The Story
Why it exists.
The beginning
Ecstasy arrived in 2012 alongside three companion fragrances, XIX March, Gold Rose Oudh, and White Fire, marking Tiziana Terenzi's first foray into extrait de parfum after generations of candlemaking. Paolo Terenzi composed all four as a suite exploring what the house calls 'the four stages of a journey consumed by fire.' Each fragrance represents a different relationship with flame: its warmth, its hunger, its transformation of everything it touches. Ecstasy, specifically, translates the experience of the most intense stage, the peak, the overwhelming, the sensation of something surpassing ordinary experience.
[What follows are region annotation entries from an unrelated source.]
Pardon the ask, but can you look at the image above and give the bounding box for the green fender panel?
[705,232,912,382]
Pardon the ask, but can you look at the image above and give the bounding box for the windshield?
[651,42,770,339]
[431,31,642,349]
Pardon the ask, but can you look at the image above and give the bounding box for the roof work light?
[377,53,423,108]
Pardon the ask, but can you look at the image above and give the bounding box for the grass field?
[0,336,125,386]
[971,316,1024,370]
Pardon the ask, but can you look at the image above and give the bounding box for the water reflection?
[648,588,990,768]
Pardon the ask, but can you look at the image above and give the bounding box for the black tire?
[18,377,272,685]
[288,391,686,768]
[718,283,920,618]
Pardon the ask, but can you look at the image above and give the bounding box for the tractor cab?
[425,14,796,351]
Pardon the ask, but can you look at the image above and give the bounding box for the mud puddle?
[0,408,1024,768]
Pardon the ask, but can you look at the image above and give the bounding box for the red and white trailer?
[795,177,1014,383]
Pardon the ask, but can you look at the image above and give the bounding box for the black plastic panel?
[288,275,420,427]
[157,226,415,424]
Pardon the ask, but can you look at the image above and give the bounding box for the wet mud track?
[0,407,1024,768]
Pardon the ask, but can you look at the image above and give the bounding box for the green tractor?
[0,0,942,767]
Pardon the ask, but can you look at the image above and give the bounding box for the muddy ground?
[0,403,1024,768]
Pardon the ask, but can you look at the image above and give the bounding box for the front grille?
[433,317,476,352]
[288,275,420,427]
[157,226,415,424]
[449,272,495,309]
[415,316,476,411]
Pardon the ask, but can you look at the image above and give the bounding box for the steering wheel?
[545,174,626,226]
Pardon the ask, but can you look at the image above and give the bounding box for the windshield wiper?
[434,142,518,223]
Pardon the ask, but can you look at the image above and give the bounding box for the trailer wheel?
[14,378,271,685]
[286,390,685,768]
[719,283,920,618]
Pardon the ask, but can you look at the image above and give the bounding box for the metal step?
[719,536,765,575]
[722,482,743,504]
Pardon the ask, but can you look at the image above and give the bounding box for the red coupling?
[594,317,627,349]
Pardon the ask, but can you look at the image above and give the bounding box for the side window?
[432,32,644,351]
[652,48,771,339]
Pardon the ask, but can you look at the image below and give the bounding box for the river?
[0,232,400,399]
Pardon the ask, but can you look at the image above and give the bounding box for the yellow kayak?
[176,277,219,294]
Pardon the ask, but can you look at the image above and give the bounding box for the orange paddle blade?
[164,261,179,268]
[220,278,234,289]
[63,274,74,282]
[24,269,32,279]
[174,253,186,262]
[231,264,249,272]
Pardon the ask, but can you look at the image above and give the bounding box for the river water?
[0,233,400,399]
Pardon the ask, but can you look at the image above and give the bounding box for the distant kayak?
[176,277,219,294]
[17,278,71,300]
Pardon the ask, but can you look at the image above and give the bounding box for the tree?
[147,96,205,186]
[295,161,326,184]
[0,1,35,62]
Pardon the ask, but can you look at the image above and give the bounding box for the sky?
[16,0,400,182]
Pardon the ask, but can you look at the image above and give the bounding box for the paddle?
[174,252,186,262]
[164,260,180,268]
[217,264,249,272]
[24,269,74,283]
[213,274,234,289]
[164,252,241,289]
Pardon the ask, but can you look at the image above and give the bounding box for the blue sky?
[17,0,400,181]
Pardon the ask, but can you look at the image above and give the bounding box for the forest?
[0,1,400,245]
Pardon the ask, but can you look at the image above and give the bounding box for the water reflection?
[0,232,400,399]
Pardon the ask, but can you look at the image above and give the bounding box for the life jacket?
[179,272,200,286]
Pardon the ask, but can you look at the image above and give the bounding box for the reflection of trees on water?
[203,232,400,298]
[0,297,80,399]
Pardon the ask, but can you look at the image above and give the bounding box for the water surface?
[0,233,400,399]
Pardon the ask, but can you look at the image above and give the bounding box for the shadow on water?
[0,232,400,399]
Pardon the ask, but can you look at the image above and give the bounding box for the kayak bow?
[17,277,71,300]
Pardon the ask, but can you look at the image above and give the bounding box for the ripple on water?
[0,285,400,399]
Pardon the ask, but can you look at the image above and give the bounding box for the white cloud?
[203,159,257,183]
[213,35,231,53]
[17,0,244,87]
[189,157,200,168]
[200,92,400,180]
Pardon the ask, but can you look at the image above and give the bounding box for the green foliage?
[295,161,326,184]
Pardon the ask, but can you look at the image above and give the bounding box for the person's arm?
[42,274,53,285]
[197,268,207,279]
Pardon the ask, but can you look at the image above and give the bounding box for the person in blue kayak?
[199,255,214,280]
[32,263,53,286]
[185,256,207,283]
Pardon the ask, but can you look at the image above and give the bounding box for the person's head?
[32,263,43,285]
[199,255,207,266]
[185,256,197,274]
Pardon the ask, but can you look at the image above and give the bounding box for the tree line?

The name isn't hedonistic in this context. It's mystical. The brand's own copy describes it as the fragrance of 'the most intense journey,' and the visual labeling reinforces this: Ecstasy carries a wood label, part of the 'white soul' pair in the collection. Not darkness, not conflict, clarity through intensity.
What makes Ecstasy distinctive within its own collection is the way it handles conifer notes, spruce and pine don't appear as top-note formality here. They arrive as atmosphere. The stone powder (pebbles) in the opening does actual work: it provides a mineral counterweight to the evergreen, preventing the fragrance from sliding into masculine-fresh territory and keeping it grounded in something more contemplative. Then the heart layers frankincense not as a fog but as a thread, present, smoky, but never overpowering. The rose and violet appear quietly, softening what could have been austere.
The evolution
The opening hits like cold air off a forest path, spruce and pine asserting themselves, but with a mineral snap underneath (the pebbles) that keeps it from smelling like a Christmas candle. Fifteen minutes in, the evergreen softens and the frankincense begins to unspool, smoky and slightly sweet, threading itself into the conifer without overwhelming it. The rose and violet arrive quietly, not as a floral heart so much as a gentle warmth. This is where the fragrance decides what it wants to be: contemplative, not theatrical. By the second hour, the base notes begin their slow take-over. Sandalwood and amber provide a warm foundation while the labdanum adds a resinous depth that smells like old wood in afternoon light. The soil tincture, that Bakhoor note, lingers particularly long, giving the drydown a faintly earthy quality that stays close to skin for hours. On fabric, expect a faint whisper of pine and smoke the next morning. On skin, it settles into something intimate, barely detectable by anyone not standing close, which is exactly right for this fragrance.
Cultural impact
Ecstasy sits comfortably in the tradition of contemplative resinous-woody fragrances, comparable to incense-forest compositions from houses like Serge Lutens, Kilian, or Ormonde Jayne. The fragrance occupies a specific niche: it appeals to wearers who want something quiet and introspective rather than bold and communicative. Community reception is consistent: this is the kind of fragrance that people who love it describe in terms of place and memory ('old monastery,' 'forest path after rain') rather than notes. The 'white soul' labeling in the Classica collection positions it as the introspective counterpart to the 'black soul' pair, less confrontational, more meditative. It's a fragrance for someone who treats scent as ceremony.